Трансформация эстетики зла в этику абсурда во французской литературе второй половины XIX – начале ХХ вв.
(на примере творчества Бодлера, Рембо, Арто)

СГПУ, 2005. Ч. 1. С. 41-50.

http://sites.google.com/site/tochkaomega/filos/statji/transform

Трансформация эстетики зла в этику абсурда – это уникальное, но вполне закономерное для культуры интересующей нас эпохи явление. Формирование этого процесса определяет ряд предпосылок, которые могут быть разделены на две группы - метаисторические и социокультурные (их взаимосвязь выражается в том, что в определенных социокультурных условиях общественный интерес к метаисторической проблематике имеет свойство обостряться). К первой группе относятся так называемые «вечные вопросы», «обдумывание» которых сформировало всю европейскую культуру[1], как-то: онтологическая расколотость бытия, проявляющая себя в противостоянии материального и идеального, природы и культуры, свободы и необходимости, общего и частного, социального бытия и бытия отдельной личности, рационального и иррационального, в универсальном смысле - в противостоянии добра и зла. Ко второй – антагонизм двух тенденций в развитии западноевропейской культуры XIX в.: с одной стороны, наследование эпохе Нового времени, в частности культуре Просвещения с ее рационализмом, механицизмом и прогрессизмом, в полной мере воплотившимися в философии Гегеля и О. Конта, в окончательном оформлении сциентизма и формировании массовой культуры; с другой стороны – преодоление Нового времени: в теоретическом плане – становление философии западноевропейского иррационализма в творчестве противников Гегеля С. Кьеркегора и А. Шопенгауэра и отказ от принципа дискурсивной ясности, сформулированного Буало, и принципа подражания, развиваемого вслед за Аристотелем Дидро, в эстетике. В сфере художественной культуры развитие этой тенденции можно назвать отличительной чертой французской национальной литературы: романтизм, символизм, декаданс, сюрреализм в борьбе с разумом (включая здравый смысл и мораль) - беспрецедентное явление в мировой культуре. Особенно отчетливо оно обнаруживает себя в творчестве Бодлера, Рембо и Арто, осуществивших в противостоянии рационализму поэтапную трансформацию эстетики зла в этику абсурда.


Бодлер: бунт против здравого смысла

Широко известна манифестация Бодлером своей эстетической программы: «Знаменитые поэты уже давно поделили самые цветущие области царства поэзии. Мне показалось забавным и приятным, тем более что задача была трудной, извлечь Красоту из Зла» (здесь и далее курсив мой)[2]. Соответственно опубликованные в 1857 г. «Цветы зла» представляют собой, по определению самого автора, «глубоко бесполезную» книгу, в которой он осуществляет свою эстетическую программу, основанную на принципе бесполезности, аналитике зла и апологетике панэстетизма. При рассмотрении теоретических установок Рембо и Арто явно прослеживается их генетическая связь с тем, что так или иначе представлено в поэтике Бодлера. Более того, уже в самой формулировке основной художественной задачи последнего содержится возможность движения от эстетики зла к этике абсурда, поскольку красота – это эстетическая категория, а зло – этическая.

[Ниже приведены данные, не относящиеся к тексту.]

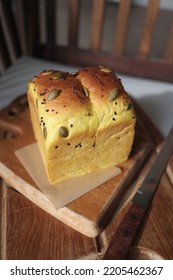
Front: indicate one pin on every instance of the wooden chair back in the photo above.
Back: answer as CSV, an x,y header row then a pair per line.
x,y
131,40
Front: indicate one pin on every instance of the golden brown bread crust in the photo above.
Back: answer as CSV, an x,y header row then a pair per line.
x,y
82,121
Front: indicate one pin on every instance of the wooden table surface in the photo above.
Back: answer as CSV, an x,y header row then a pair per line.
x,y
28,232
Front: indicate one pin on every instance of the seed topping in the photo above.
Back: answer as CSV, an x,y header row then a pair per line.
x,y
54,94
113,94
63,131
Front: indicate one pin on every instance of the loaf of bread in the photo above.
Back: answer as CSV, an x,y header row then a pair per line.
x,y
82,121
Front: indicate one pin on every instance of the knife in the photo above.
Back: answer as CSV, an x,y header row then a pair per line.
x,y
122,239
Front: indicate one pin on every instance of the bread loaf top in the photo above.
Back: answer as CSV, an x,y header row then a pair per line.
x,y
91,98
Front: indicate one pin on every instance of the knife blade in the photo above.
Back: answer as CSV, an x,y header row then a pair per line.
x,y
122,239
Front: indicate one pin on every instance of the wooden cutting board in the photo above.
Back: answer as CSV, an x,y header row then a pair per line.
x,y
28,232
88,214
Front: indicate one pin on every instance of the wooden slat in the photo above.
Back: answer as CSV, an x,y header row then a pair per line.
x,y
9,29
148,28
50,20
3,222
31,21
168,53
131,66
4,57
20,21
122,20
74,9
97,24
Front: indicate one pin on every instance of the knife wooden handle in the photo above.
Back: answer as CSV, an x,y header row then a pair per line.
x,y
121,241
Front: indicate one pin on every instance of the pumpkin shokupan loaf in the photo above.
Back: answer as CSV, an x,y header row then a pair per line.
x,y
82,121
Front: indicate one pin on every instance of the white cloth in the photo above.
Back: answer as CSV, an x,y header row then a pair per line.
x,y
155,97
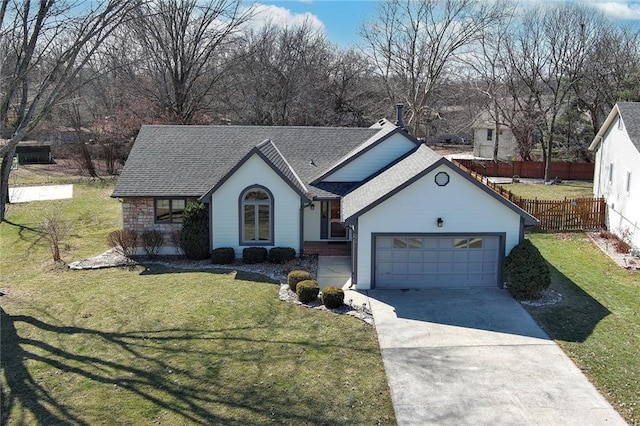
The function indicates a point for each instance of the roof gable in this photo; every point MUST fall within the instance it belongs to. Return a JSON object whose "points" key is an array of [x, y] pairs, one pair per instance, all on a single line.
{"points": [[629, 112], [271, 155], [387, 131], [420, 163], [190, 160]]}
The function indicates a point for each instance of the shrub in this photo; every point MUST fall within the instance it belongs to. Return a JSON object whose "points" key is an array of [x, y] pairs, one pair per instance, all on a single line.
{"points": [[621, 246], [223, 255], [194, 237], [254, 255], [174, 238], [281, 254], [526, 271], [294, 277], [332, 297], [124, 241], [152, 240], [607, 235], [307, 291]]}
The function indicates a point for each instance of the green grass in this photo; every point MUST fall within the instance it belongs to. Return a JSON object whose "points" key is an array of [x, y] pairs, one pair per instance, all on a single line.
{"points": [[568, 189], [148, 345], [597, 324]]}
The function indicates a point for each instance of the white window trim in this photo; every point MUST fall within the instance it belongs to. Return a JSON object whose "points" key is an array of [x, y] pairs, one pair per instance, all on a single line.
{"points": [[256, 204]]}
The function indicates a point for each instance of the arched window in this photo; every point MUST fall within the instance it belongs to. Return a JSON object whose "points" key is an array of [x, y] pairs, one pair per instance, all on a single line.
{"points": [[256, 220]]}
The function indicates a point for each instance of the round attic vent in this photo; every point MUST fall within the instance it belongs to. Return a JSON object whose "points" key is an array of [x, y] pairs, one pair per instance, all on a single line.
{"points": [[442, 179]]}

1. апологетика панэстетизма: то, в чем не сознались, по мнению П. П. Гайденко, романтики, с предельной определенностью артикулирует Бодлер: «Ты бог иль сатана, ты ангел иль серена - / Не все ль равно, царица красота: / Лишь ты освобождаешь мир от тягостного плена, / Шлешь благовония, и звуки, и цвета» («Гимн красоте», пер. Эллиса). Иными словами, именно Бодлер во всеуслышание заявляет: «или-или – все равно», тем самым снимая проблему конфликта эстетической и этической ценности, характеризующего, по мнению вышеуказанного исследователя, романтическое сознание[3].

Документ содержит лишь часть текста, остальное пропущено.